Cependant le pardon du Christ a le pouvoir de tout effacer et de rajeunir. Il est l’eau vive qui dès ici-bas peut faire rayonner la sainteté et qui achève son œuvre en vie éternelle, mais il faut la pénitence. Nos péchés tels des vêtements doivent être placés sous lui en signe de repentir et de soumission à sa volonté royale. C’est ainsi que la justice du Christ enlève véritablement nos péchés, non seulement en les assumant, mais en les détruisant aussi. Nous devenons justes parce que le juste nous a pris avec lui au point d’habiter en nous.
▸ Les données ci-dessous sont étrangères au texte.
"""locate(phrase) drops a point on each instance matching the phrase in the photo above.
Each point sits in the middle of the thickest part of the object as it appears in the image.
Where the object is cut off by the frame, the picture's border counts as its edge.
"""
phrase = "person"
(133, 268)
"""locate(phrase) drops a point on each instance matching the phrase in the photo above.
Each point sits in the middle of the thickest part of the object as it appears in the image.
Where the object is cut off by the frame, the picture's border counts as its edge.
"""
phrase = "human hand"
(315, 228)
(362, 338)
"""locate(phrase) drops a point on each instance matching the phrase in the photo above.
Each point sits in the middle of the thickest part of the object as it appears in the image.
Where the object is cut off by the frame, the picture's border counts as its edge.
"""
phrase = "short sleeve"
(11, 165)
Si j’ai dit au début de cette homélie que nous autres, prédicateurs, étions des ânes porteurs du Christ c’était, vous vous en doutez maintenant, pour vous préparer, avec les ménagements qui s’imposaient, à vous dire que nous tous chrétiens, quelle que soit notre fonction dans l’Eglise, nous étions tous des ânes car tous nous devons porter Jésus-Christ. Mais nous ne sommes pas qu’une simple monture. Par notre baptême nous portons aussi le Christ en nous, je viens de le dire. Nous faisons partie de l’Eglise corps du Christ et par l’Eucharistie nous devenons le corps que nous mangeons, pour reprendre les termes même de saint Augustin. Donc à bien y réfléchir, par rapport à l’image centrale des rameaux : Jésus et son âne, nous ne sommes pas seulement l’âne mais aussi Jésus, comme lui nous allons dans un chemin parsemé d’épreuves. C’est là le risque de la vie, qui se terminera par la mort physique que nous espérons sans trop de souffrances, mais mort tout de même. Le bonheur complet ne se manifestera qu’après, dans la glorieuse résurrection en Christ auprès de Dieu, quand l’eau vive bue dès cette vie aura achevé son œuvre.
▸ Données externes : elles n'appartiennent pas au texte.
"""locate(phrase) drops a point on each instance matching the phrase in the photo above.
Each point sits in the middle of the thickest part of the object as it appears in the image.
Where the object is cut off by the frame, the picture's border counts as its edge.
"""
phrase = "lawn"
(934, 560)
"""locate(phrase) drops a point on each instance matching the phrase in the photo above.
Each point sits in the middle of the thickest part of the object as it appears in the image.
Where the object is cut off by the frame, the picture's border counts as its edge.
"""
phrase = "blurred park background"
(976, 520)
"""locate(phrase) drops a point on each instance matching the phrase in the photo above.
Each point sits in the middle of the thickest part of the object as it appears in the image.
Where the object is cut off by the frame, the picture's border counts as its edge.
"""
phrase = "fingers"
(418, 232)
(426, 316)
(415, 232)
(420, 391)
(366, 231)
Une des grandes leçons des Rameaux peut donc venir de Jésus et de l’âne, et nous sommes les deux à la fois. Comme l’âne il faut continuer à avancer sur le chemin de la vie avec obstination si nécessaire ; et comme Jésus il ne faut pas s’arrêter aux gloires de ce monde et voir au delà.
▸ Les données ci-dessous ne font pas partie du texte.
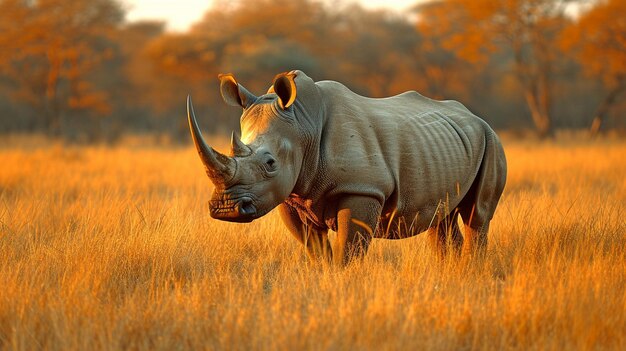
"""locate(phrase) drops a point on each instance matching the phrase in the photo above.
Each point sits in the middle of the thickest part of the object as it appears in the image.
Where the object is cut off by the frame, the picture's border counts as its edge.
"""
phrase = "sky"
(180, 14)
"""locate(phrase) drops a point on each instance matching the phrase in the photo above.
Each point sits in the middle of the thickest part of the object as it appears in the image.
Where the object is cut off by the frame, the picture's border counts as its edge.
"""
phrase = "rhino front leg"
(315, 240)
(357, 219)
Avancer sur les chemins de la vie. Aujourd’hui beaucoup sont tentés de piétiner, voire de s’arrêter. Songeons par exemple à l’augmentation du nombre de suicides, surtout chez les jeunes. Avant de condamner qui que ce soit, demandons-nous ce que nous faisons pour diminuer les angoisses qui perturbent les hommes dans notre société. Sommes-nous des porteurs d’espérance comme l’âne des Rameaux portant Jésus-Christ ? Si ceux qui nous gouvernent contribuent grandement à la désespérance ambiante, cela ne nous dispense pas de nous demander si l’Eglise a le courage de rendre en toute vérité témoignage au mystère des Rameaux et du chemin qu’il implique.

Voyons-nous au delà des gloires de ce monde, comme Jésus aux Rameaux ? Et pour cela faisons-nous les efforts nécessaires pour nous éloigner des compromissions de ce monde en étant persuadés que seule l’obéissance à Dieu peut procurer le bonheur à long terme ?

Autant de questions, chers amis, qui viennent tester notre fidélité à l’esprit des Rameaux. De leurs réponses dépend pour nous et pour le monde notre crédibilité dans le témoignage que nous voulons rendre à Jésus-Christ.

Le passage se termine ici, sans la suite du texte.